NAHB Unveils Resources for Home Builders to Address Opioid Crisis
The National Association of Home Builders rolled new resources, “Opioids in the Home Building Industry: Making it Your Business,” to help residential construction companies address the opioid crisis facing the home building industry.
People who work in construction are significantly more likely to become addicted to opioids, like prescription painkillers, than other workers in the general population and are six times more likely to die as a result of overdose. In addition to the health and well-being of the employee, the impact on a business can be significant and includes loss of productivity, healthcare expenses, absenteeism, turnover and much more.
The resources provided by NAHB are the culmination of a year-long effort between NAHB senior leaders, local home builder association leaders, members, staff and Advocates for Human Potential Inc., who helped develop the materials. The initiative was funded through a generous grant from the Job-Site Safety Institute.
NAHB is taking an innovative approach to address opioid use and misuse, viewing the problem holistically and creating solutions and educational resources that address intervention points across the spectrum of prevention, treatment, recovery and return-to-work.
The materials are available to NAHB members and non-members alike to help increase the reach of these valuable resources.

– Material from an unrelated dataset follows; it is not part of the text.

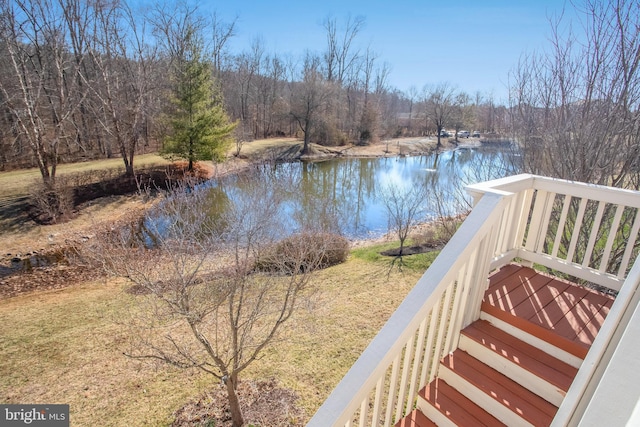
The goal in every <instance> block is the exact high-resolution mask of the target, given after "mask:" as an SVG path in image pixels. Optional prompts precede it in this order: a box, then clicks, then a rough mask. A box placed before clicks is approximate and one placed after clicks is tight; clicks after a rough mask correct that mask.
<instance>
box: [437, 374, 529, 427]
mask: <svg viewBox="0 0 640 427" xmlns="http://www.w3.org/2000/svg"><path fill="white" fill-rule="evenodd" d="M439 377H440V379H442V380H444V381H445V382H446V383H447V384H449V385H450V386H451V387H453V388H455V389H456V390H457V391H458V392H460V394H462V395H463V396H465V397H466V398H467V399H469V400H471V401H472V402H473V403H475V404H476V405H478V406H479V407H481V408H482V409H484V410H485V411H486V412H488V413H489V414H491V415H493V416H494V417H495V418H496V419H498V420H499V421H501V422H502V423H504V424H506V425H508V426H523V427H525V426H533V424H531V423H529V422H528V421H527V420H525V419H523V418H522V417H521V416H520V415H519V414H517V413H515V412H513V411H512V410H511V409H510V408H508V407H507V406H505V405H503V404H502V403H500V402H498V401H497V400H496V399H494V398H492V397H491V396H489V395H488V394H487V393H485V392H484V391H482V390H480V389H479V388H477V387H476V386H475V385H474V384H472V383H470V382H469V381H467V380H466V379H465V378H463V377H461V376H460V375H458V374H456V373H455V372H453V371H452V370H451V369H449V367H448V366H447V365H444V364H443V365H442V367H441V369H440V375H439Z"/></svg>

The resources include the following:
An executive training package, including a webinar and related downloadable materials, that explains why action is needed in the home building industry.
A supervisor training package on interventions in the workplace that includes a podcast and comprehensive written guidance.
A supervisor training package on preventing opioid misuse in home building.
Resources on pain management alternatives to opioids.
Fact sheets that explain the risks associated with taking opioids, identifying nonmedical opioids like heroin, and identifying medical opioids.
A comprehensive state-by-state guide of resources available locally.
NAHB plans to continue this initiative and update and add to these resources as they are finalized. These tools will complement similar efforts by federal, state and local governments and healthcare organizations, which can also be found on the NAHB website (nahb.org/opioids).